Across the Eurozone, young people are bearing the brunt of the financial crisis that led to the Great Recession. New figures released on 31 May showed that total unemployment across the region as a whole had reached record levels, with 16–24 year olds faring the worst of all.
The scale of the problem
Total unemployment across the Eurozone was estimated at 12.2% at the end of last month, or 19.38 million, which means an additional 95,000 people joined the ranks of the unemployed during the 30 days of April (that’s an average of over 3,000 people losing their job every day).
Around 3.6 million of those unemployed were aged under 25, meaning youth unemployment in the Eurozone is now nearly a quarter (24.4%). Certain individual countries have levels of youth unemployment which are much higher than average, such as 62.5% in Greece, 56.4% in Spain, 42.4% in Portugal and 40.5% in Italy.
Even in Germany and Austria – two of the Eurozone members with the lowest unemployment rates – youth unemployment is several percentage points higher than the average for the population as a whole.
It’s also worth bearing in mind that these figures are national averages; this means that specific areas, such as rural backwaters or rundown districts in cities, must have much higher figures, possibly approaching 100% youth unemployment, in order to produce national averages which are this high.
Italian President Giorgio Napolitano probably spoke for many Eurozone politicians when he referred to youth unemployment as a “social crisis” which needs to be placed “at the centre of political action”.
What is the EU doing about youth unemployment?
Belatedly, there appear to be some signs that the governments of Eurozone member states are starting to recognise youth unemployment as a very serious challenge which threatens the entire social order in Europe.
So what are they going to do about it? Well, the European Commission (the EU’s executive body) has established a scheme called the Youth Opportunities Initiative, which, in the words of its website, is “a set of measures, planned for 2012 and 2013, to drive down youth unemployment”.
They suggest actions to combat youth unemployment which sound eminently reasonable, such as assisting people who left school without completing secondary education to go back and finish it or get vocational training. They also talk of assisting graduates with finding work experience.
The scheme has apparently been allocated a budget of €6 billion by the European Commission, although finding the money to fund it has not been without difficulty (see below).
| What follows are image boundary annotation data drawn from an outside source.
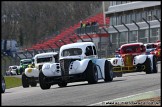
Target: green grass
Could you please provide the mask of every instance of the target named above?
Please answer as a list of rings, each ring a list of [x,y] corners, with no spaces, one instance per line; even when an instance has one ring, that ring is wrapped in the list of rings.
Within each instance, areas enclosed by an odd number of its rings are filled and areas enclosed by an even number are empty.
[[[17,77],[4,77],[6,89],[22,86],[21,78]]]

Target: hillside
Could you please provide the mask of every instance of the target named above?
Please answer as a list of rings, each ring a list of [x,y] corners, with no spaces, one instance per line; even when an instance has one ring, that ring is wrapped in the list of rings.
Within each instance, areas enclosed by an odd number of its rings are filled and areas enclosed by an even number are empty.
[[[102,2],[3,1],[1,9],[1,38],[16,39],[21,47],[30,47],[102,12]]]

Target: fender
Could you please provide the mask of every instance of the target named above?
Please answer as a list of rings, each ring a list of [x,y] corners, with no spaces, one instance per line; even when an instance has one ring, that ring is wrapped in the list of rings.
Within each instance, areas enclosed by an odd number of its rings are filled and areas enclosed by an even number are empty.
[[[38,77],[39,76],[39,70],[37,68],[26,68],[25,69],[25,75],[27,77]]]
[[[105,72],[104,72],[104,70],[105,70],[104,69],[105,68],[105,61],[106,61],[106,59],[97,59],[96,60],[96,65],[98,65],[100,67],[100,69],[101,69],[101,71],[100,71],[99,67],[97,67],[97,70],[98,70],[98,78],[105,79]]]
[[[134,57],[133,65],[142,64],[146,61],[148,55],[138,55]]]
[[[152,70],[153,70],[153,56],[154,55],[152,55],[152,54],[149,54],[149,55],[147,55],[148,56],[148,58],[150,58],[150,60],[151,60],[151,68],[152,68]]]
[[[123,58],[109,58],[108,61],[111,62],[112,66],[124,66]]]
[[[69,74],[78,74],[78,73],[83,73],[89,63],[90,59],[83,59],[81,61],[76,60],[71,62],[69,66]]]
[[[42,66],[42,72],[45,76],[61,76],[60,63],[44,63]]]

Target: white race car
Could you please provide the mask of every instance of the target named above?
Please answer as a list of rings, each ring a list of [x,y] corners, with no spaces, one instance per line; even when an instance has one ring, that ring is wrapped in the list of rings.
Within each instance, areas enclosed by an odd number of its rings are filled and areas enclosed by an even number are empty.
[[[38,76],[44,63],[56,63],[58,62],[57,52],[40,53],[34,56],[33,65],[29,65],[22,73],[22,86],[24,88],[35,87],[39,83]],[[31,67],[32,66],[32,67]]]
[[[117,73],[145,71],[146,74],[157,73],[155,55],[146,55],[143,43],[123,44],[117,51],[120,57],[108,58]]]

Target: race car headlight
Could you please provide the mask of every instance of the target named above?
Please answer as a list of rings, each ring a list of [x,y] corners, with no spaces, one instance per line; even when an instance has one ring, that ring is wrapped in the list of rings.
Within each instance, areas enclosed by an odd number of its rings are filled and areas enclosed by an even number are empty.
[[[72,62],[72,64],[71,64],[71,68],[76,70],[76,69],[78,68],[79,65],[80,65],[79,61],[74,61],[74,62]]]

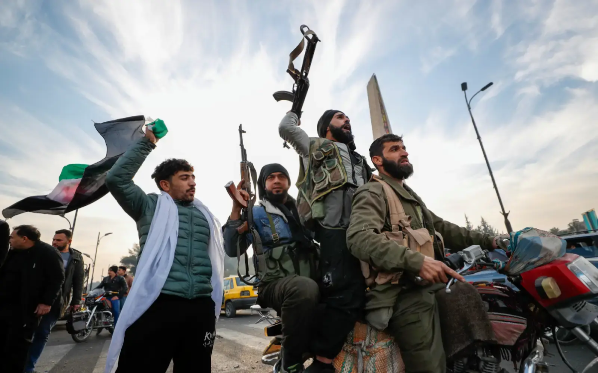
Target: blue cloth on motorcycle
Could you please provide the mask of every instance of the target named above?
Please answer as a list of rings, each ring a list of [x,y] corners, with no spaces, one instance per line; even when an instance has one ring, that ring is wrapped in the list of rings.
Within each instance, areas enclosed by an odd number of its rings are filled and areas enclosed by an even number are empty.
[[[511,258],[505,267],[507,275],[517,276],[560,258],[566,252],[567,242],[554,235],[536,228],[511,232]]]

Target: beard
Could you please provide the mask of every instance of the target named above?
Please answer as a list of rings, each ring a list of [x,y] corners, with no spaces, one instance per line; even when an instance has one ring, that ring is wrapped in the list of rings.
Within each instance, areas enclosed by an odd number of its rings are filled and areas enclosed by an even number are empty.
[[[332,137],[341,144],[349,144],[353,141],[353,134],[350,132],[347,134],[343,127],[335,127],[330,125],[328,127],[328,129],[330,130],[330,134],[332,135]]]
[[[273,193],[271,190],[266,191],[266,198],[271,202],[275,204],[282,204],[285,201],[285,199],[289,195],[288,190],[285,190],[282,193]]]
[[[393,162],[382,157],[382,167],[388,174],[398,180],[405,180],[413,174],[413,165],[410,163],[401,164],[402,159]]]

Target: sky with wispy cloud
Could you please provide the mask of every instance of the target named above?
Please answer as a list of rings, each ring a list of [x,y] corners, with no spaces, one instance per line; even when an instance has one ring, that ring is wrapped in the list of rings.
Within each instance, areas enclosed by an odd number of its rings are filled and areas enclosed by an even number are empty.
[[[376,73],[414,164],[410,186],[445,219],[484,216],[504,230],[460,90],[468,82],[471,96],[492,81],[472,106],[514,228],[564,228],[598,201],[597,15],[590,0],[2,1],[0,207],[47,194],[68,164],[102,159],[93,121],[144,115],[170,132],[135,181],[155,192],[153,168],[185,158],[197,196],[224,223],[240,123],[258,168],[277,162],[297,174],[277,131],[289,105],[271,95],[291,88],[288,54],[305,24],[322,40],[302,118],[309,134],[325,110],[342,110],[367,155]],[[47,241],[68,227],[30,213],[9,223],[34,224]],[[98,253],[105,275],[137,234],[110,195],[80,211],[74,247],[93,256],[98,231],[113,233]]]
EU diplomacy is also being mobilised to help provide solutions, by using bilateral deals between Germany and member states which have high youth unemployment to make it easier for their unemployed young citizens to find placements in Germany (the Germans have even offered to help with training and translation costs), while Germany is also trying to organise more funding for small businesses in other countries, which are seen as vital engines of employment growth.
Germany has also leant on other Eurozone states to try and get them to move faster at implementing structural reforms which should make it easier for young people to get jobs, such as relaxing the penalties for firing highly-protected labour market “insiders”, who often tend to be older and enjoy special privileges, especially in Spain and Italy.
Will any of this work? It is certainly a sign of progress that Eurozone governments are now doing more to address this crisis in their midst, but there is only so much that they can do on their own.
Unfortunately, there are already signs that even the relatively modest ambitions of this scheme may exceed the level of political will which exists towards achieving them among Eurozone governments. The Commission’s original plan was apparently more along the lines of the youth guarantee schemes which exist in Austria and the Nordic countries, in which all young people are offered a job, traineeship or apprenticeship within four months of leaving school or becoming unemployed, but this had to be scaled-back when national governments refused to provide an adequate level of funding.
Obviously, what would really help would be a return to economic growth, so that these countries can start producing opportunities for young people on their own – but unless the Eurozone can achieve this, far too many of its younger residents will appear to have bleak futures ahead of them.